Re: [RFC] Retpoline: Binary mitigation for branch-target-injection (aka "Spectre")
From: Paul Turner
Date: Thu Jan 04 2018 - 04:25:30 EST
On Thu, Jan 4, 2018 at 1:10 AM, Paul Turner <pjt@xxxxxxxxxx> wrote:
> Apologies for the discombobulation around today's disclosure. Obviously the
> original goal was to communicate this a little more coherently, but the
> unscheduled advances in the disclosure disrupted the efforts to pull this
> together more cleanly.
>
> I wanted to open discussion the "retpoline" approach and and define its
> requirements so that we can separate the core
> details from questions regarding any particular implementation thereof.
>
> As a starting point, a full write-up describing the approach is available at:
> https://support.google.com/faqs/answer/7625886
>
> The 30 second version is:
> Returns are a special type of indirect branch. As function returns are intended
> to pair with function calls, processors often implement dedicated return stack
> predictors. The choice of this branch prediction allows us to generate an
> indirect branch in which speculative execution is intentionally redirected into
> a controlled location by a return stack target that we control. Preventing
> branch target injections (also known as "Spectre") against these binaries.
>
> On the targets (Intel Xeon) we have measured so far, cost is within cycles of a
> "native" indirect branch for which branch prediction hardware has been disabled.

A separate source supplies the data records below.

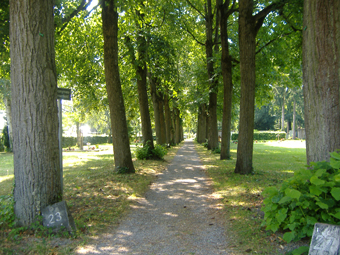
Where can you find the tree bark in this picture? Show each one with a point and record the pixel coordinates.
(161, 117)
(247, 34)
(202, 124)
(120, 137)
(8, 105)
(34, 108)
(155, 102)
(283, 114)
(167, 114)
(143, 95)
(294, 119)
(226, 65)
(321, 77)
(212, 130)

> This is unfortunately measurable -- from 3 cycles on average to about 30.
> However the cost is largely mitigated for many workloads since the kernel uses
> comparatively few indirect branches (versus say, a C++ binary). With some
> effort we have the average overall overhead within the 0-1.5% range for our
> internal workloads, including some particularly high packet processing engines.
>
> There are several components, the majority of which are independent of kernel
> modifications:
>
> (1) A compiler supporting retpoline transformations.
An implementation for LLVM is available at:
https://reviews.llvm.org/D41723
> (1a) Optionally: annotations for hand-coded indirect jmps, so that they may be
> made compatible with (1).
> [ Note: The only known indirect jmp which is not safe to convert, is the
> early virtual address check in head entry. ]

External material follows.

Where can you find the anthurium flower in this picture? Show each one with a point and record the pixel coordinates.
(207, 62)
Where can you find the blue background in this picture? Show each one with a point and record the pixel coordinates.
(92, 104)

> (2) Kernel modifications for preventing return-stack underflow (see document
> above).
> The key points where this occurs are:
> - Context switches (into protected targets)
> - interrupt return (we return into potentially unwinding execution)
> - sleep state exit (flushes cashes)
> - guest exit.
> (These can be run-time gated, a full refill costs 30-45 cycles.)
> (3) Optional: Optimizations so that direct branches can be used for hot kernel
> indirects. While as discussed above, kernel execution generally depends on
> fewer indirect branches, there are a few places (in particular, the
> networking stack) where we have chained sequences of indirects on hot paths.
> (4) More general support for guarding against RSB underflow in an affected
> target. While this is harder to exploit and may not be required for many
> users, the approaches we have used here are not generally applicable.
> Further discussion is required.
>
> With respect to the what these deltas mean for an unmodified kernel:
Sorry this should have been, a kernel that does not care about this protection.
It has been a long day :-).
> (1a) At minimum annotation only. More complicated, config and
> run-time gated options are also possigble.
> (2) Trivially run-time & config gated.
> (3) The de-virtualizing of these branches improves performance in both the
> retpoline and non-retpoline cases.
>
> For an out of the box kernel that is reasonably protected, (1)-(3) are required.
>
> I apologize that this does not come with a clean set of patches, merging the
> things that we and Intel have looked at here. That was one of the original
> goals for this week. Strictly speaking, I think that Andi, David, and I have
> a fair amount of merging and clean-up to do here. This is an attempt
> to keep discussion of the fundamentals at least independent of that.
>
> I'm trying to keep the above reasonably compact/dense. I'm happy to expand on
> any details in sub-threads. I'll also link back some of the other compiler work
> which is landing for (1).
>
> Thanks,
>
> - Paul